Despite not actually existing, Goldstar Air continues to sponsor award ceremonies to confer awards upon themselves. In 2022, they sponsored the "Ghana Aviation News Awards" which in turn awarded them with the "Emerging Airline Company of the Year" award.

==Destinations==
The airline planned to launch flights between Accra and Baltimore.
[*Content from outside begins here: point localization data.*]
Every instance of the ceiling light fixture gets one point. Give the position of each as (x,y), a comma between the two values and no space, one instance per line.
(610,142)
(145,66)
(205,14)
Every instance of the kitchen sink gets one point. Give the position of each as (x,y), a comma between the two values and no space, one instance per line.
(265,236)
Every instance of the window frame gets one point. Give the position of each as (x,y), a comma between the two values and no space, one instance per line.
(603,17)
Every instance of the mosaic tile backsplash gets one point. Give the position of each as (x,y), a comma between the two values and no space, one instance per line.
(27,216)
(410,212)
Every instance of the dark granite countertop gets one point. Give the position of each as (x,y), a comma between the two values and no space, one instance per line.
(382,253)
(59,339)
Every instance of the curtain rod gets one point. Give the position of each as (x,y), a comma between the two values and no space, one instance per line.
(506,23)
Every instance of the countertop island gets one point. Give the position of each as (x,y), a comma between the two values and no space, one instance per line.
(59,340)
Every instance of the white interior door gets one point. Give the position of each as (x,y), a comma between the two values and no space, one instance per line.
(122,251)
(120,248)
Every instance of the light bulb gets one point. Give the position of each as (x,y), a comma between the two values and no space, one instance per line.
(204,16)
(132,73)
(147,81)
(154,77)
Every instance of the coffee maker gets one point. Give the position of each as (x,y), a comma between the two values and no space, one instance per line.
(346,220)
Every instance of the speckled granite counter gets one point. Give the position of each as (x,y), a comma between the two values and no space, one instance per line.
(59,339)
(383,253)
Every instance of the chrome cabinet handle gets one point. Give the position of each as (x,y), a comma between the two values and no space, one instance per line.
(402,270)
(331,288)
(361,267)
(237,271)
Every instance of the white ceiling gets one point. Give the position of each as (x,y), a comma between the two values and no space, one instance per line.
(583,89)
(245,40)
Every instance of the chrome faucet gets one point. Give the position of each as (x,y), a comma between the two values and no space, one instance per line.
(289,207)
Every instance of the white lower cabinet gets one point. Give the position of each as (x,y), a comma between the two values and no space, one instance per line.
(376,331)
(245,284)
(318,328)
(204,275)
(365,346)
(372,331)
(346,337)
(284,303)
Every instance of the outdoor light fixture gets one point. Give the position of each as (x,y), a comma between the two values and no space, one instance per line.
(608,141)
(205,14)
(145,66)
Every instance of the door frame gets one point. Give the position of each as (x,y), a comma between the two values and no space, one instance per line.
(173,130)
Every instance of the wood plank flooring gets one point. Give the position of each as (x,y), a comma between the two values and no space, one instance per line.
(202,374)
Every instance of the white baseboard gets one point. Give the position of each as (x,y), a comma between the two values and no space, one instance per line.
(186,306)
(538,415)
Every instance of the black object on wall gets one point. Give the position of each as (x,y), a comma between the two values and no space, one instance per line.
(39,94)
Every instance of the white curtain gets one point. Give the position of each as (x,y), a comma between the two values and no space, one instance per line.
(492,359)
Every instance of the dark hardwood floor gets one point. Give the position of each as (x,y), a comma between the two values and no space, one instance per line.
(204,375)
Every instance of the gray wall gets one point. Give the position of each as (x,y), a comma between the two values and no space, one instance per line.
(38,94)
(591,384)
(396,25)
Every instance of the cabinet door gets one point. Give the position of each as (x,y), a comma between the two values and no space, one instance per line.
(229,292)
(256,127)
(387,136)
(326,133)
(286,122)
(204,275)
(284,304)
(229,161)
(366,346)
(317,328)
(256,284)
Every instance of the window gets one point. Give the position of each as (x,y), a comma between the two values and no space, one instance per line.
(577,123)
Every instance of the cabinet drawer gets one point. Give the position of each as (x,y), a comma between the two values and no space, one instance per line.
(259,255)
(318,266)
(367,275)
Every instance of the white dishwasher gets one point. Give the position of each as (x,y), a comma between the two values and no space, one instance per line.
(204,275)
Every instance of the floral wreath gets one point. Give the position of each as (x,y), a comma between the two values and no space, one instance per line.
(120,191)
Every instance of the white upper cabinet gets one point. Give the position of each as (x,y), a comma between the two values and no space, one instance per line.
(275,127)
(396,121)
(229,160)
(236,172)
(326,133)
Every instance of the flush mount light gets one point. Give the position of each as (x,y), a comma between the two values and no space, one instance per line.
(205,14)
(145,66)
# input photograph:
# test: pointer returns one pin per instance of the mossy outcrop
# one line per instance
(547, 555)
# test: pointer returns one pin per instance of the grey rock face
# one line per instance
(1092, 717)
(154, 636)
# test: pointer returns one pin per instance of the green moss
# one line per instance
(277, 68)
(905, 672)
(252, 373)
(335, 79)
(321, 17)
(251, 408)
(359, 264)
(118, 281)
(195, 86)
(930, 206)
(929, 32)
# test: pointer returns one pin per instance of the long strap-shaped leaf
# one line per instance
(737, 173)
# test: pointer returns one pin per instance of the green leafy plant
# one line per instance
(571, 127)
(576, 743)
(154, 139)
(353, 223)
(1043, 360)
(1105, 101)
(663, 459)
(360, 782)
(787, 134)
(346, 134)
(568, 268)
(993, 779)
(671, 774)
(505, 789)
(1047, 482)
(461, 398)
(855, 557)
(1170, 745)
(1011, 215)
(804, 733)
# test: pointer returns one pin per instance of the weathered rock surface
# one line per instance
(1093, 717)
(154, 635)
Other destinations under consideration included London and various West African cities.

| Country | City | Airport | Notes | Refs |
| United Kingdom United Kingdom | London | Heathrow Airport |  |  |
| USA United States | Baltimore | Baltimore Washington International Airport |  |  |
| Providence | TF Green International Airport |  |  |
| Atlanta | Hartsfield-Jackson Atlanta International Airport |  |  |
| Houston | George Bush Intercontinental Airport |  |  |
| Columbus | John Glenn Columbus International Airport |  |  |
| Liberia Liberia | Monrovia | Roberts International Airport |  |  |
| Nigeria Nigeria | Lagos | Murtala Muhammed International Airport |  |  |
| Sierra Leone Sierra Leone | Freetown | Lungi International Airport |  |  |
| Senegal Senegal | Dakar | Blaise Diagne International Airport |  |  |
| The Gambia The Gambia | Banjul | Banjul International Airport |  |  |
| Guinea Guinea | Conakry | Conakry International Airport |  |  |
| China China | Guangzhou | Guangzhou International Airport |  |  |
| UAE Dubai | Dubai | Dubai International Airport |  |  |
| Ghana Ghana | Accra | Accra International Airport | Hub |  |
| Tamale | Tamale Airport |  |  |

== Fleet ==
Goldstar Air said that it planned to operate two Boeing 737-300s and three Boeing 777-200s as well as up to forty Airbus A380.

It projected a fleet of more than 100 modern aircraft.

The aircraft were planned to be named after former Presidents of Ghana.

- 9G-AKUFFOADDO
- 9G-JOHNMAHAMA
- 9G-ATTAMILLS
- 9G-JOHNKUFFUOR
- 9G-JERRYJOHNRAWLINGS

In October 2020, Goldstar Air announced that it would also name an aircraft as 9G-H.E.GEORGEOPPONGWEAH in honour of George Weah, the President of Liberia.

== Maintenance ==

Goldstar Air announced its intention to conduct maintenance on its fleet at Tamale Airport. It said it had named its planned maintenance hangar after the National Chief Imam, Sheikh Dr. Alhaji Nuhu Sharabatu.